BMW przyzwyczaiło swoich klientów do obchodów rocznic obecności kolejnych modeli na rynku. Tym razem Bawarczycy świętują 30-lecie kabrioletów w swojej ofercie. Dokładnie w 1988 roku debiutował model M3, którego nadwozie było pozbawione sztywnego dachu. Niemcy pokazali światu, że można podróżować z wiatrem we włosach nie rezygnując z bardzo dobrych osiągów. Po 30 latach zbierania doświadczenia na rynek trafia BMW M4 Convertible Edition 30 Jahre.
BMW M4 Convertible Edition 30 Jahre – silnik
Jak na prawdziwe M4 przystało, samochód wyposażony został w sześciocylindrową jednostkę o mocy 450 KM. Z obowiązku podam, że wydziela on 218-203 g dwutlenku węgla na kilometr. Spala 9,5 litra na 100 kilometrów. Ale w takim samochodzie to nie jest ważne. Liczy się radość z jazdy, którą zapewniają doskonałe osiągi i dźwięk silnika wydobywający się ze sportowego wydechu.
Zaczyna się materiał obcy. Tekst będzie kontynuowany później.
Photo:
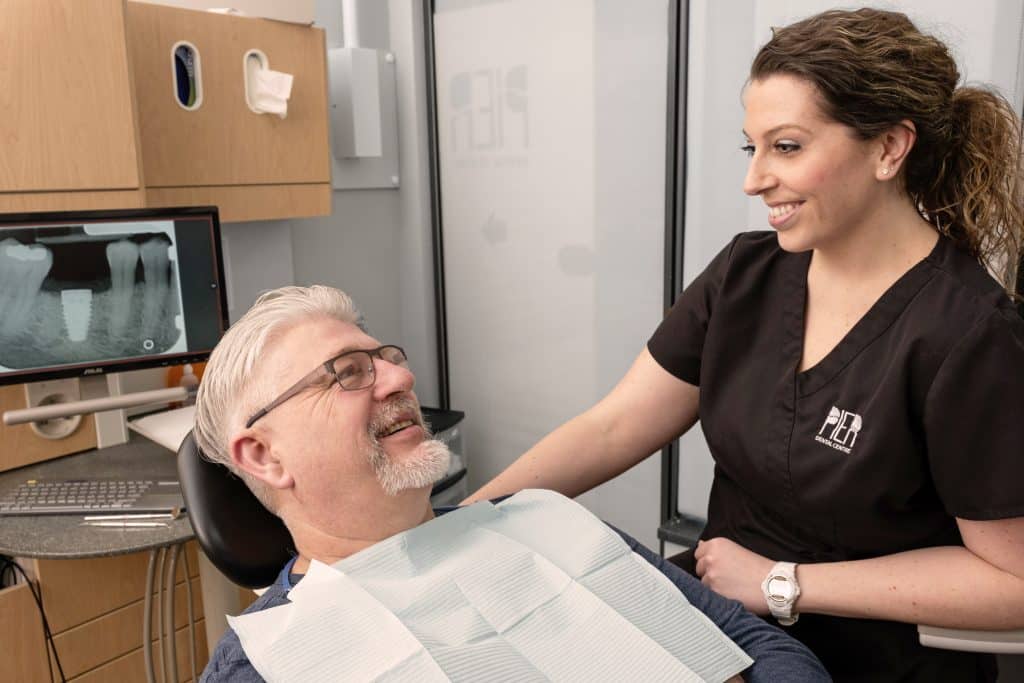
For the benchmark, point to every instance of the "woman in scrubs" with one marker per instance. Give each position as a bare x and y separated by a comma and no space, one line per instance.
858,374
BMW M4 Convertible Edition 30 Jahre – wygląd auta
Jubileuszowy model fabrykę będzie opuszczał na 20-calowych felgach w kolorze Orbit Grey Matt, który będzie dedykowany tylko dla tego modelu. Całe nadwozie również dostanie specjalną powłokę lakierniczą. Będzie ona występować w jednym z dwóch kolorów: Macao Blue i Mandarin II. Trzeba przyznać, że BMW M4 Convertible Edition 30 Jahre prezentuje się dobrze w obu odcieniach. Możliwość kolorystyki wnętrza również będzie ograniczona. Dla ciemniejszego lakieru będzie można wybrać jedną z dwóch kombinacji materiałów wykończeniowych: Black/Fjord Blue lub Black/Silverstone. Gdy kupujący zdecyduje się na żółty lakier dostanie czarne wnętrze z przeszyciami z nici w kolorze korespondującym z lakierem nadwozia.
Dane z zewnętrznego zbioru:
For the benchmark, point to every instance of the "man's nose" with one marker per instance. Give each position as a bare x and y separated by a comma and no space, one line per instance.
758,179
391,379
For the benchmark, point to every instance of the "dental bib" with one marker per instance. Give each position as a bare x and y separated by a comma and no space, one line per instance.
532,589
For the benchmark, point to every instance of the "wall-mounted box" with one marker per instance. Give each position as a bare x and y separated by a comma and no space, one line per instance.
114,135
BMW M4 Convertible Edition 30 Jahre – sprzedaż
Niestety BMW nie zdradza od kiedy rusza sprzedaż i jaka będzie cena samochodu. Wiemy natomiast, że nowy kabriolet będzie limitowany do 300 sztuk, które, jak można przypuszczać, rozejdą się jak świeże bułeczki. Zatem jeśli masz dość pokaźną sumę gotówki, z którą nie masz co zrobić to może warto rozważysz szybką wycieczkę do jednego z salonów sprzedaży bawarskiego producenta.